What I mainly became excited about was a small pile of cassette tapes. I havent had a chance to listen to any of them in years as, like most people, I havent owned a cassette player since 1999. One of my favourites that I decided to keep was a tape that was used over and over again in a small handheld recording device that was manufactured based on the Home Alone series. See exhibit A:

I was OBSESSED with this toy and I spent the evening listening through the tape, both sides. It was from 1995, and I was 11. From interviewing anyone around me and asking dull questions like, “What are you doing?”, recording an Indian radio station sped up so it sounded like chipmunks (hil-ar-i-ous) and sneakily recording my brother on the phone. Oh I was cunning. I am thankful to myself for being forward thinking and selecting it out of the few tapes I still have.

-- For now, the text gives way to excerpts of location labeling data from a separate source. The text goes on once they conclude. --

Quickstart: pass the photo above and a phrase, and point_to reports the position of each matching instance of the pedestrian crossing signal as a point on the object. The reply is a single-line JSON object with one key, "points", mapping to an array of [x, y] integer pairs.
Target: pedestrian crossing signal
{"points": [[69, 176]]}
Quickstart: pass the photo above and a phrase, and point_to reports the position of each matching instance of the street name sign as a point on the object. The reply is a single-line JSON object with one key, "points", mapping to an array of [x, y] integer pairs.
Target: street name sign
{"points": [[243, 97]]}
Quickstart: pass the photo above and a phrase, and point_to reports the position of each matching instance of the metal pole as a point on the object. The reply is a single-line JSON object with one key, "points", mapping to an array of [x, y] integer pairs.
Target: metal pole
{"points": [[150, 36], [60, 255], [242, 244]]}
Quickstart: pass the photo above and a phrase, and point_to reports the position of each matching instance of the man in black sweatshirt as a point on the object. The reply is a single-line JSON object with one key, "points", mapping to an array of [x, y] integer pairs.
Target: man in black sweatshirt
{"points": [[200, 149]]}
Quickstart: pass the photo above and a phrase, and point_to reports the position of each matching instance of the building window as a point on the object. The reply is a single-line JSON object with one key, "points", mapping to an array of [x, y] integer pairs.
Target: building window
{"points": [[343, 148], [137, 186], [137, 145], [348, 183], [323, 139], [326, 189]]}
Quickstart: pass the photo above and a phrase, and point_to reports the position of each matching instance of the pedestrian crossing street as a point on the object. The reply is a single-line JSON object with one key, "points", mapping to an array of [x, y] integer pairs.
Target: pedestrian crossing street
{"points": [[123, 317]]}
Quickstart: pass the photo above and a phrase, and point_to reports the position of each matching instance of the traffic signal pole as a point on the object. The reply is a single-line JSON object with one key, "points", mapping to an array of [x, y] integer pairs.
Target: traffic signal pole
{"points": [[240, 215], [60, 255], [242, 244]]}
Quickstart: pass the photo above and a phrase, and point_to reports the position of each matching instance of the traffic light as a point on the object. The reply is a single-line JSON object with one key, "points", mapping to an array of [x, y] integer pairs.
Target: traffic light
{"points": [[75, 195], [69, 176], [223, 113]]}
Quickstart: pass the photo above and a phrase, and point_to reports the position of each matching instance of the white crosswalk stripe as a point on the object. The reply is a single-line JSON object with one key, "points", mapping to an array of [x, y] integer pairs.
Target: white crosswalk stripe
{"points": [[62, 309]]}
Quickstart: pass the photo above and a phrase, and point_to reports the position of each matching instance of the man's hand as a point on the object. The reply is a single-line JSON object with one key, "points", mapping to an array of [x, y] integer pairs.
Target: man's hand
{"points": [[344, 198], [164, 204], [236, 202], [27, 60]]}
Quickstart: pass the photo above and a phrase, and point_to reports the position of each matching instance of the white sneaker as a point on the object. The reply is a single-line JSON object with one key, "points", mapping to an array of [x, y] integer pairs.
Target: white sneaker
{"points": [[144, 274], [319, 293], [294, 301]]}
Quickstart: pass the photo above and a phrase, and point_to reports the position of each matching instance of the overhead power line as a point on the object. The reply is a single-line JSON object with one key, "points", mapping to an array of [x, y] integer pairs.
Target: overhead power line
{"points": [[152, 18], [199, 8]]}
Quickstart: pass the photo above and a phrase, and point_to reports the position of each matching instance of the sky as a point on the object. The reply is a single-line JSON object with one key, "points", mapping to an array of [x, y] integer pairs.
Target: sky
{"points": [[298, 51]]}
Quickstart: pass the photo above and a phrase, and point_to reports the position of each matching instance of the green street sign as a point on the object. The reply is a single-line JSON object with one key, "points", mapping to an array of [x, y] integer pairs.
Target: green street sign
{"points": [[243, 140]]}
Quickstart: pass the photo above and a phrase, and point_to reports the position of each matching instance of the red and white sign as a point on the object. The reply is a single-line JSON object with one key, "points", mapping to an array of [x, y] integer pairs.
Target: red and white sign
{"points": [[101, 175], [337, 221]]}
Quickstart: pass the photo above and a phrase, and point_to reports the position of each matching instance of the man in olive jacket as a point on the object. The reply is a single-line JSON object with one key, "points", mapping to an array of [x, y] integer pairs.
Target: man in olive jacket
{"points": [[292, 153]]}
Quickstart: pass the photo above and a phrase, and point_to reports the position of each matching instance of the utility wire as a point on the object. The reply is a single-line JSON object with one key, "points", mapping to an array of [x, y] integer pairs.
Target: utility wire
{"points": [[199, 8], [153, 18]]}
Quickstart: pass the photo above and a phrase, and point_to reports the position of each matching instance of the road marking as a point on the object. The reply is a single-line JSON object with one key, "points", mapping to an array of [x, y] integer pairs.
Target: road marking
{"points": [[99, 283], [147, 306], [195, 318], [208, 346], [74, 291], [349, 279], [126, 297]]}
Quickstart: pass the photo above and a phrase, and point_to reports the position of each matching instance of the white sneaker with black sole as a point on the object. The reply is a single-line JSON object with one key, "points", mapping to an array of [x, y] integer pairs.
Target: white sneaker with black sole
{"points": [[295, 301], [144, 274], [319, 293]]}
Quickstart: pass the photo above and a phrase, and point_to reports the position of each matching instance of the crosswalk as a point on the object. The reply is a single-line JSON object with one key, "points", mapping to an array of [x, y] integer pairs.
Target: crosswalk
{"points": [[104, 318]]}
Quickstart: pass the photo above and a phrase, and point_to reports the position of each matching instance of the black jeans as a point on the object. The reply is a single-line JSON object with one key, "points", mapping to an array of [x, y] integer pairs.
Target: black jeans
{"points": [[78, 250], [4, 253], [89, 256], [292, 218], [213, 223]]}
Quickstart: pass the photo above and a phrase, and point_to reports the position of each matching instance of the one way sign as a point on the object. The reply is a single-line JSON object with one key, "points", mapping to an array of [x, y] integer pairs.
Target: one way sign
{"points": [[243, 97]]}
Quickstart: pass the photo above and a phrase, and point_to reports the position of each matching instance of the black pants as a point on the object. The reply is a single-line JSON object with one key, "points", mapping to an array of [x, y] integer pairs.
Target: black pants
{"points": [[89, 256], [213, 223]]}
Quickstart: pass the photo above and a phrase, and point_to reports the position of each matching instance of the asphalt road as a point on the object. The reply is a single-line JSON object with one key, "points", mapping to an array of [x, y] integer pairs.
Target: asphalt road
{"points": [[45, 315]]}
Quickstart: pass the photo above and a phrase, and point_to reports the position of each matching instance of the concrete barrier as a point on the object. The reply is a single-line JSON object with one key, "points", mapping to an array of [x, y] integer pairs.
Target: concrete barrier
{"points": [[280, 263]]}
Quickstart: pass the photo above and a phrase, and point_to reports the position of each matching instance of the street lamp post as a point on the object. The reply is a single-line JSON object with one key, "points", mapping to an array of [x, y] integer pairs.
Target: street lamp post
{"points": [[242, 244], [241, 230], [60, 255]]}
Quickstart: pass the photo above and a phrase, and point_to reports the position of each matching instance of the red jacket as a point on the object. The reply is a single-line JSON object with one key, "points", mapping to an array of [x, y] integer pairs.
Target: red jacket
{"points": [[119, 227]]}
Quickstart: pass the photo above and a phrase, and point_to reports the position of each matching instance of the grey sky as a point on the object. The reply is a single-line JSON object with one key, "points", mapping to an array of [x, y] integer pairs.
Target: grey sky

One of my favourite moments is when I interview my grandma. These days, my grandma is far along with dementia and also has had a stroke, so it is rare to have a conversation with her. Hearing my 11 year old self chat to her, even though it was basic small talk, made me grin.

The most cringe worthy moment of the entire tape was when I thought it would be a great idea to record myself sing. Back then I was convinced I was going to have a singing career. UNTIL tonight I thought I was an awesome singer until I hit puberty. Tonight, I realised I was not good. Not even kind of good. My pitch was constantly off and I seemed to be a massive fan of key changes, twenty times in the one song, usually mid sentence. That did take skill, so I may be wrong.

And one small clip, that I have include in this, is my sister. She secretly stole my Talkboy and recorded the following:

My parking spot is still full of boxes, yet I spent four hours listening to cassette tapes and swimming in those memories. Thanks Landlord.